平積みだったので新刊かと思ったら、心交社の極道フェアのなごりだったみたい。シリーズものの一作めをフェアに組み込んで、おまけのペーパーつきになっていた。…この商法は、もともと買ってたファンが見たら怒るんじゃないかなあ…。
ヤクザ×予備校人気講師、実はヤクザの息子。
ストーリどうこうよりも…一人称BLには大分慣れたつもりでいたのだが、これはキツかったなあ。一人称でも三人称視点に近い一人称は全然いいんだけど、これはなんていったらいいのか、脳内だだもれ系の一人称(「あ、」とか「えっと、」みたいなのがたくさん入ってくるエクリチュール)はキツイ。
(あ、脳内だだもれでも面白かったのは、高遠琉加だなあ。
ヤクザの趣味は芸術鑑賞、というベタベタな設定で、まあそのこと自体は別にいいんですが、あまりに口調が下品なのでアンバランスだし不釣合い。アンバランスさを特徴付けたいのはわかるんだけど、バルトがいうように、その話し方を選択してるのはヤクザ自身なのだからして。やっぱり品が無い印象。
更に、芸術とかいいつつ対象へのアプローチがあまりに表面的で、とってつけた感がぬぐえない。ブリューゲルの解説も寓意中心(知っていればわかる、知らなければわからないこと)だし、能楽堂では演目には全く触れないし、…しかしこれは作者の限界でもあるのか。
まあ、正直あまりのアンバランスさに違う意味で面白かったですけどね。

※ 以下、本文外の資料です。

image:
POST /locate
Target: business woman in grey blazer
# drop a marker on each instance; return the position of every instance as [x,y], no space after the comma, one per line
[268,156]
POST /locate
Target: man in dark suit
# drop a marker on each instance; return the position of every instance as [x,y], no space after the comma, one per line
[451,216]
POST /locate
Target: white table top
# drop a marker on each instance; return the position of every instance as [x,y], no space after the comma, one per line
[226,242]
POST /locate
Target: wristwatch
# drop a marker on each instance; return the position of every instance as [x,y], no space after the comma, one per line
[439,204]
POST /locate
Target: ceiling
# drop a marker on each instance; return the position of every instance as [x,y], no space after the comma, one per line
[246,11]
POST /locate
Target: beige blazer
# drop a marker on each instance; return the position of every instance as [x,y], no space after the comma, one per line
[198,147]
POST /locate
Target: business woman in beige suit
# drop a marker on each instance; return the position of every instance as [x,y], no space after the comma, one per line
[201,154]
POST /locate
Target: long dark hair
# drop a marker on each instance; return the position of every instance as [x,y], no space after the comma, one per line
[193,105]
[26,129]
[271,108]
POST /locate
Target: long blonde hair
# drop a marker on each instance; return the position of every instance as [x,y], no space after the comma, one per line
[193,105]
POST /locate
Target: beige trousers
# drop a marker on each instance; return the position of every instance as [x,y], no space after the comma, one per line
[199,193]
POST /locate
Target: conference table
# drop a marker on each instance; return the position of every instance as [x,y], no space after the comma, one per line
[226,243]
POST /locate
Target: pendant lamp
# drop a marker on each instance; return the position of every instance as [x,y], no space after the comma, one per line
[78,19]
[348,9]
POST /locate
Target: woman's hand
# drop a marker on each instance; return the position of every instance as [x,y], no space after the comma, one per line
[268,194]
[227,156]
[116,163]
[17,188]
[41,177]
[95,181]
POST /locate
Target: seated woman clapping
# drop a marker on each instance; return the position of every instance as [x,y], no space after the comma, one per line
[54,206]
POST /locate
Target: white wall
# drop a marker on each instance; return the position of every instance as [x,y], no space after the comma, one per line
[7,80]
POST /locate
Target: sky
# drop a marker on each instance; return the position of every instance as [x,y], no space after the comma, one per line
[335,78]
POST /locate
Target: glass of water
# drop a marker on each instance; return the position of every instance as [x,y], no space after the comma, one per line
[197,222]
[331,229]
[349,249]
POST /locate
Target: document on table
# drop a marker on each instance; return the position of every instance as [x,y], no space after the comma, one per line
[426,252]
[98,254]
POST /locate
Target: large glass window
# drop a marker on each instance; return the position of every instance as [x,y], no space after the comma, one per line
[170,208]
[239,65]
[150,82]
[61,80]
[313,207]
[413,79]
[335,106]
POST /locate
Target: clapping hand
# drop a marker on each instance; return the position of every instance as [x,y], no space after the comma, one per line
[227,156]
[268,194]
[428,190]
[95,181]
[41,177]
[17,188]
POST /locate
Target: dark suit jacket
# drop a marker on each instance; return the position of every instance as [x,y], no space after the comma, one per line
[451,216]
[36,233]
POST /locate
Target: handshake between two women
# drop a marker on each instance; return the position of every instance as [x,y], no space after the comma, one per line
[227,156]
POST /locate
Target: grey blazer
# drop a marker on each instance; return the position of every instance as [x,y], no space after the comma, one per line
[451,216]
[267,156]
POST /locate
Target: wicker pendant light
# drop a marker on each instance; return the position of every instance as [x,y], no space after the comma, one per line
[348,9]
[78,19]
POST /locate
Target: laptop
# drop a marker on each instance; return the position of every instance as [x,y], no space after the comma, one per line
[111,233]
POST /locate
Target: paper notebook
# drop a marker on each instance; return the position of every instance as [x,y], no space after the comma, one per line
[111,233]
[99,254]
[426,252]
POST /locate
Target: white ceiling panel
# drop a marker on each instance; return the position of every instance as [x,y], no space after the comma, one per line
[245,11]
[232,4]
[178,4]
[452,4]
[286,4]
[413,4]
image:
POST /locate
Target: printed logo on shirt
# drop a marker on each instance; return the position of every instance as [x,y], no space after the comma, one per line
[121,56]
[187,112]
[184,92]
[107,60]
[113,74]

無理矢理デートさせられるのイヤさにヤクザが飽きそうな場所に行こう、と思った受けに上野に呼び出されて、都美なら特別展は今ブリューゲルだよな、生で拝むのは数年ぶりだぜ、とかゆってるヤクザには笑いましたよ。
その二点のためと、あと展開もまあベタだけどしっくりこない感じで、なんだかとても若い印象を受けた。
とはいえ、全く面白くなかったわけでもないというところが、続編が出てるという事実の意味なのか。
何を言いたいのか自分でもよくわからないけど。